Chris Hulme, PhD (left), and Chris Foley, PhD, of UArizona College of Pharmacy, are working on a drug that might someday be used to delay the onset of Alzheimer’s disease.

“The progression of our therapeutic toward the clinic is looking good and we are hitting TLA-funded safety milestones,” Dr. Hulme reported.

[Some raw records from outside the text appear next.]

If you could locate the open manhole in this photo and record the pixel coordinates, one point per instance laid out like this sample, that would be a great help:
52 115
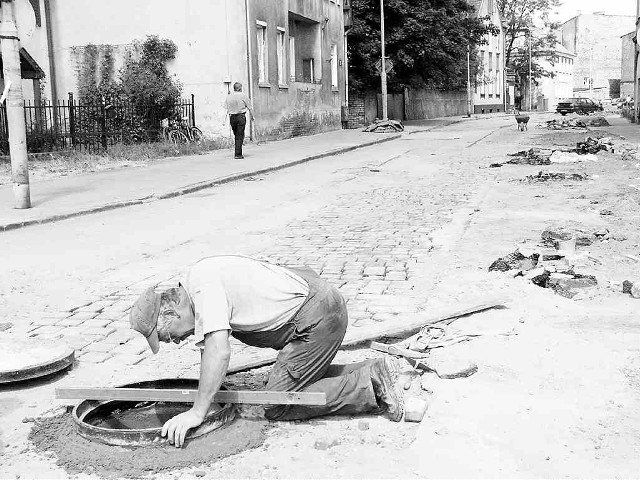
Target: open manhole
30 359
132 423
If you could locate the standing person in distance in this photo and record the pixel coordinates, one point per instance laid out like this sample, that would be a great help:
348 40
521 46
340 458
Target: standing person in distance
237 105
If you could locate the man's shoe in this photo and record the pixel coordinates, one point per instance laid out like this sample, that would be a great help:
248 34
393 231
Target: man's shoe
386 386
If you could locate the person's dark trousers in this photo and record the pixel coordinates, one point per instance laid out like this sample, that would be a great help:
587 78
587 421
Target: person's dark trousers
238 122
308 344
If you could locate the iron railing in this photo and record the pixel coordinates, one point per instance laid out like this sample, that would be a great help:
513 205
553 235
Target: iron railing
93 127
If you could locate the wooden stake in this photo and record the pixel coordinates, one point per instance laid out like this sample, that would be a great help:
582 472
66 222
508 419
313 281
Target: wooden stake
189 396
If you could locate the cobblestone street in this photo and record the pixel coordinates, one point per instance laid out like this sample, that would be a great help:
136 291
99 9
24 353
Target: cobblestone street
404 229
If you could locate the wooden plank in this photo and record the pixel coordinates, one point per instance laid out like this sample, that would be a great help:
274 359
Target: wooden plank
398 330
188 396
414 324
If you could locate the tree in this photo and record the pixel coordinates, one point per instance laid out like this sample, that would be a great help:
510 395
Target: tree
524 21
425 39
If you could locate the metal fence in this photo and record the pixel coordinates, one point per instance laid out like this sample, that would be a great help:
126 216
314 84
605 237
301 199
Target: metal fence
93 127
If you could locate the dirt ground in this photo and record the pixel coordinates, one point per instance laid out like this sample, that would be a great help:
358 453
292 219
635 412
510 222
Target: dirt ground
557 392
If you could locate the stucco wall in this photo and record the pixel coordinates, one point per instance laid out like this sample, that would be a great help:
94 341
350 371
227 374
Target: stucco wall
210 35
298 108
595 39
628 53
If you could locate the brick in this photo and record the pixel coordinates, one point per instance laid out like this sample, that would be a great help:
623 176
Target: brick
374 271
69 322
48 330
94 357
127 358
130 349
99 346
96 323
83 316
44 321
76 342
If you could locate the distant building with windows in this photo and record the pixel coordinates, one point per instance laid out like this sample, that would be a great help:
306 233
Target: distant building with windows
595 40
288 54
559 85
627 65
488 91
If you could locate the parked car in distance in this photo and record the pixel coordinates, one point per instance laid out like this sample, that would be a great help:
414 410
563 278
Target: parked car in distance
578 105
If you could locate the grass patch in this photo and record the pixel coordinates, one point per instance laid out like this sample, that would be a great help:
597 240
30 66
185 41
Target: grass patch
74 162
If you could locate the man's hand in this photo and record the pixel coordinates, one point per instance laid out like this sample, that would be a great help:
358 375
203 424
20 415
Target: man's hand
177 427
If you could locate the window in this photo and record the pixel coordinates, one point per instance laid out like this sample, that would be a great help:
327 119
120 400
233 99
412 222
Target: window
334 66
498 76
282 58
491 78
262 52
292 58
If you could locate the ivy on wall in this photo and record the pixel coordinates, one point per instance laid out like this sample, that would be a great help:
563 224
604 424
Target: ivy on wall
143 79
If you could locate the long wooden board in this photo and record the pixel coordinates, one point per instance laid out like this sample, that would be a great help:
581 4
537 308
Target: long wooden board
188 396
405 329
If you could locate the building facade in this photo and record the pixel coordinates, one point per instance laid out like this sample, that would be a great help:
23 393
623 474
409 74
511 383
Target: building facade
288 54
489 92
627 65
595 40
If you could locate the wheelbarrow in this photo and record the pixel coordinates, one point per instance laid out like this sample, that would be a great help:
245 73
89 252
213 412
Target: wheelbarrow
522 121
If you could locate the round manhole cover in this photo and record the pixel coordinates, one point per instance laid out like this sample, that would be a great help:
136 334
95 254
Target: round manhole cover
131 423
29 359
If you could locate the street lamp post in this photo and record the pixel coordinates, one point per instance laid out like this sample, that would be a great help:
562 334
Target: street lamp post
383 66
469 80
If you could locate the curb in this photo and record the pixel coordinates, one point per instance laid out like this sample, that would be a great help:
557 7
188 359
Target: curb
191 188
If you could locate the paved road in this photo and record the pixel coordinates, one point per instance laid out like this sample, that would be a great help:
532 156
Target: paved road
361 219
404 228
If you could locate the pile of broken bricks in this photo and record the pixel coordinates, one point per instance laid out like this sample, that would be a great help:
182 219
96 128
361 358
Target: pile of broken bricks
417 348
554 263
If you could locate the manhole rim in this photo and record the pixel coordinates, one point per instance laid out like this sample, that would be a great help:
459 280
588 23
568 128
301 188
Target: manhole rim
39 370
144 436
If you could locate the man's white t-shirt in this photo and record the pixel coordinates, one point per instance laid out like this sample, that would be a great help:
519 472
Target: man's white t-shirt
241 294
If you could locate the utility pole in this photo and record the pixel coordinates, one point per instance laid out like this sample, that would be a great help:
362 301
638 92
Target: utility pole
469 80
530 79
15 105
383 65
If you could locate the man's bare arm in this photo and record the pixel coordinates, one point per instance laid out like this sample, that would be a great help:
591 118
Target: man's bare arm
214 362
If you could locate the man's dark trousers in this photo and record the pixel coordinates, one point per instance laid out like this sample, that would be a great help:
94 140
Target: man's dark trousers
238 122
308 344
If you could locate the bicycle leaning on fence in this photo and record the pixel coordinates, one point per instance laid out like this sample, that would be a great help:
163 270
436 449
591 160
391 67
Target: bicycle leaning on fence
180 131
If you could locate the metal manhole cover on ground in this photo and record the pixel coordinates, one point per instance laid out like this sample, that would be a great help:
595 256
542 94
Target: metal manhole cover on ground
133 423
28 359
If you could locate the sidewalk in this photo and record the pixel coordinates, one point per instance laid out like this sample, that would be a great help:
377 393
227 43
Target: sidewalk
65 197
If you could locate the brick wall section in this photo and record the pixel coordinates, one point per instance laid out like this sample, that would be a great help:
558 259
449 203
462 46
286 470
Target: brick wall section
356 111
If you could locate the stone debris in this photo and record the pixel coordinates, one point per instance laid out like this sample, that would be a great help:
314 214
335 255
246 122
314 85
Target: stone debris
631 288
384 126
567 123
561 124
559 156
595 145
555 269
566 283
533 156
543 176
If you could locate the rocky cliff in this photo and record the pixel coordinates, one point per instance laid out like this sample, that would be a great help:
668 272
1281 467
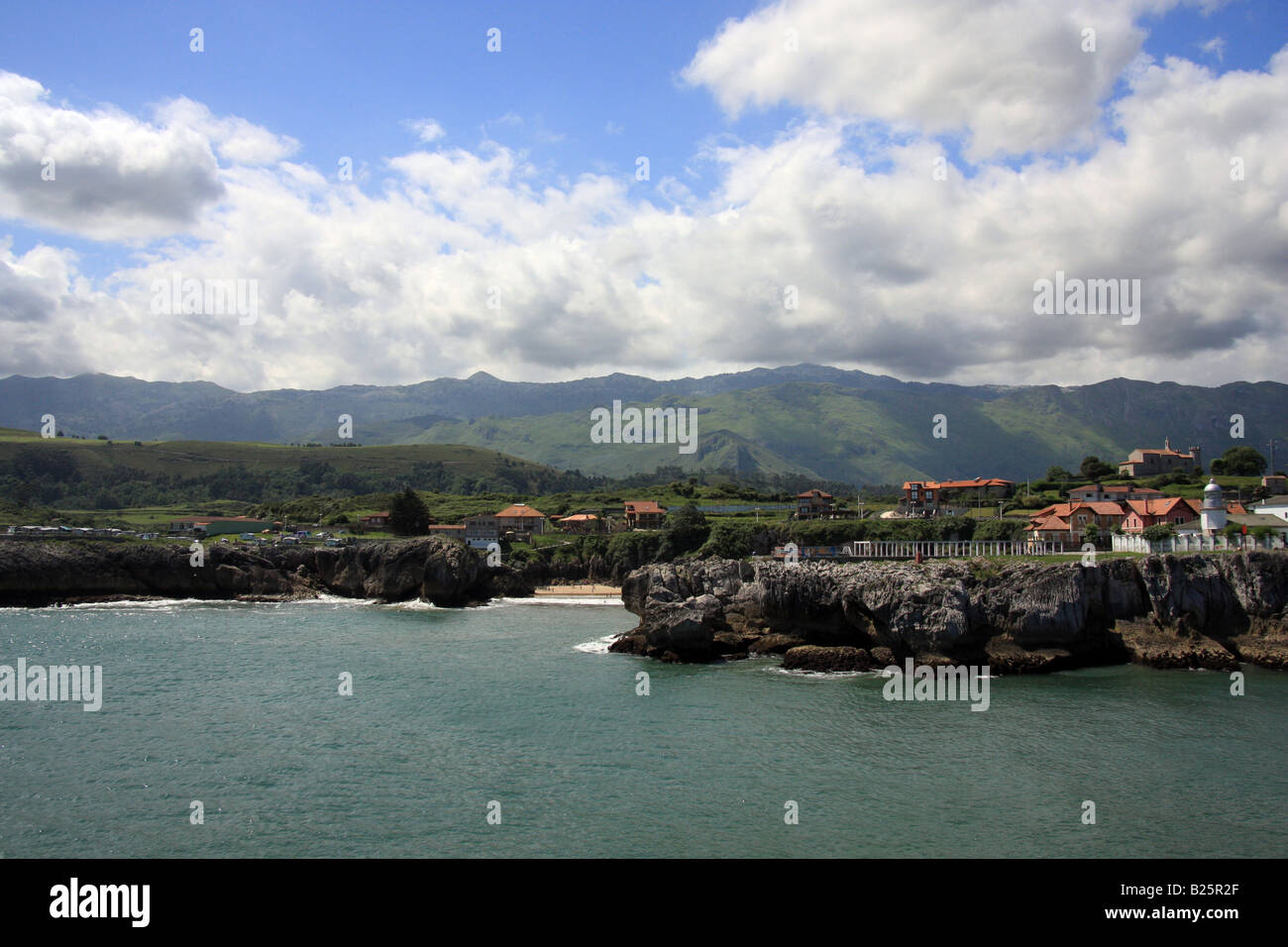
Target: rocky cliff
438 571
1190 611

Hoping to initiate the approval process for DYR533 with the Food and Drug Administration soon, the Hulme Lab team now aims to replicate these preliminary studies in a model of Down syndrome or Alzheimer’s disease.

Dr. Hulme says his team is not daunted by the challenge.

“Our laboratory motto for this project is ‘for the many and the few,’” he said. “By 2050, estimates predict 45 million cases of Alzheimer’s disease worldwide, yet we are loath to forget about lower-incidence diseases that are equally devastating for patients and their family members, such as Down syndrome.”

Other investigators on this NIA grant include Travis Dunckley, PhD, assistant research professor with the ASU-Banner Neurodegnerative Disease Research Center at the Arizona State University Biodesign Institute, and Bill Montfort, PhD, professor in the UArizona Department of Chemistry and Biochemistry and a member of the BIO5 Institute.